A Word from the Lord
I am a God of the heart and not of the outward man. Come to me in repentance, come to me in humility. I am a God of forgiveness and love. My mercy is everlasting. My mercy for you will triumph over my judgment. I forgave Peter who betrayed me. I forgave the woman who was caught in adultery, I forgave those who crucified me. I will forgive you.
My love for you is greater than your sin. Allow me to wash you with my word. Allow me to wash you with my blood. I stretched myself out for you and died that you might have life and that more abundantly.
I will set you free from the sin that so easily besets you. I will forgive your sins as far as the East is from the West. I will restore you to a right standing with my Father. Allow me to wash your heart with my love. Come to me now.
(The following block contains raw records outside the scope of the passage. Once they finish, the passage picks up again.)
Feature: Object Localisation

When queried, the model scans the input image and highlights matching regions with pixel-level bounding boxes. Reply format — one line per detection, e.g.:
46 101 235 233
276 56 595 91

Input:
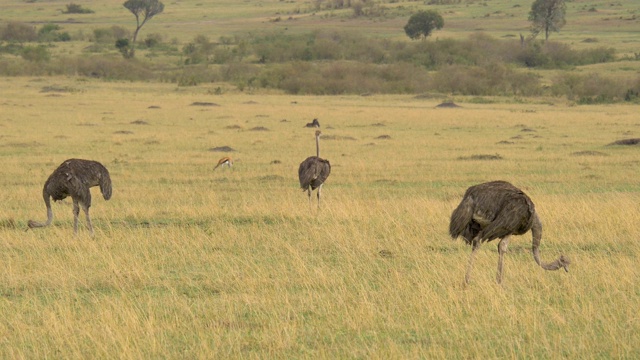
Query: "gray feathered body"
449 181 571 283
29 159 112 233
298 130 331 207
449 181 537 245
42 159 111 206
298 156 331 191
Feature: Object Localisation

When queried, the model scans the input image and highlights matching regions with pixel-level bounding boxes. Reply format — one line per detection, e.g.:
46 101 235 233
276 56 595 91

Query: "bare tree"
449 181 570 283
121 0 164 57
213 156 233 170
304 119 320 128
298 130 331 207
529 0 567 41
29 159 111 236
Receive my love, receive my forgiveness, receive my life, receive my presence.
Lord I come to you like David and ask that you “have mercy upon me, according to your loving kindness, according to the multitude of thy tender mercies, blot out my transgressions. Wash me thoroughly from my iniquity and cleanse me from my sins. For I acknowledge my transgressions; and my sin is ever before me” (Ps. 51:1-3).
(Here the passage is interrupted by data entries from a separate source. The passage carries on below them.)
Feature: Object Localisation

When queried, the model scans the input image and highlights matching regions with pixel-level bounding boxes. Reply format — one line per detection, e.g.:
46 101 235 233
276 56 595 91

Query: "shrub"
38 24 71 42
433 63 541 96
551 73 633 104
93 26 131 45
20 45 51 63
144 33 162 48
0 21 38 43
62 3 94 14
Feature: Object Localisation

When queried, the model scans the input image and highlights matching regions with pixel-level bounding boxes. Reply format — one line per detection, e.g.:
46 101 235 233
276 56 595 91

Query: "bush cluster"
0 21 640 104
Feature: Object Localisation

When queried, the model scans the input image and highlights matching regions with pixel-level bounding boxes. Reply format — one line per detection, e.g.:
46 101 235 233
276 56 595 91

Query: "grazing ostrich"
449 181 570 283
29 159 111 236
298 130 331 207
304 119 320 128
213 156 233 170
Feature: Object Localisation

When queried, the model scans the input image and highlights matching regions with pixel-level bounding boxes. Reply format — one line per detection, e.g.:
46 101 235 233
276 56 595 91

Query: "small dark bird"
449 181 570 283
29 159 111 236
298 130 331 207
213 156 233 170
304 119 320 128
I thank you, Lord, that the sacrifices you accept are ”a broken spirit and a broken and contrite heart” (v. 17). “Cast me not away from thy presence and take not thy Holy Spirit from me. Restore unto me the joy of thy salvation and uphold me with thy free spirit. Then will I teach transgressors thy ways and sinners shall be converted unto thee” (v. 11-13).
“Create in me a clean heart O God, and renew a right spirit with in me” (Ps. 51: 10).
“A new heart also will I give you, and a new spirit will I put within you; and I will take away the stony heart out of your flesh, and I will give you a heart of flesh. And I will put my spirit within you and cause you to walk in my statutes, and ye shall keep my judgments and do them” (Ezek. 36:26-27).
“Let us draw near with a true heart in full assurance of faith having our hearts sprinkled from an evil conscience and our bodies washed with pure water” (Heb. 10:22).
“But if we walk in the light, as he is in the light, we have fellowship one with another, and the blood of Jesus Christ his Son cleanseth us from all sin” (I Jn. 1:7).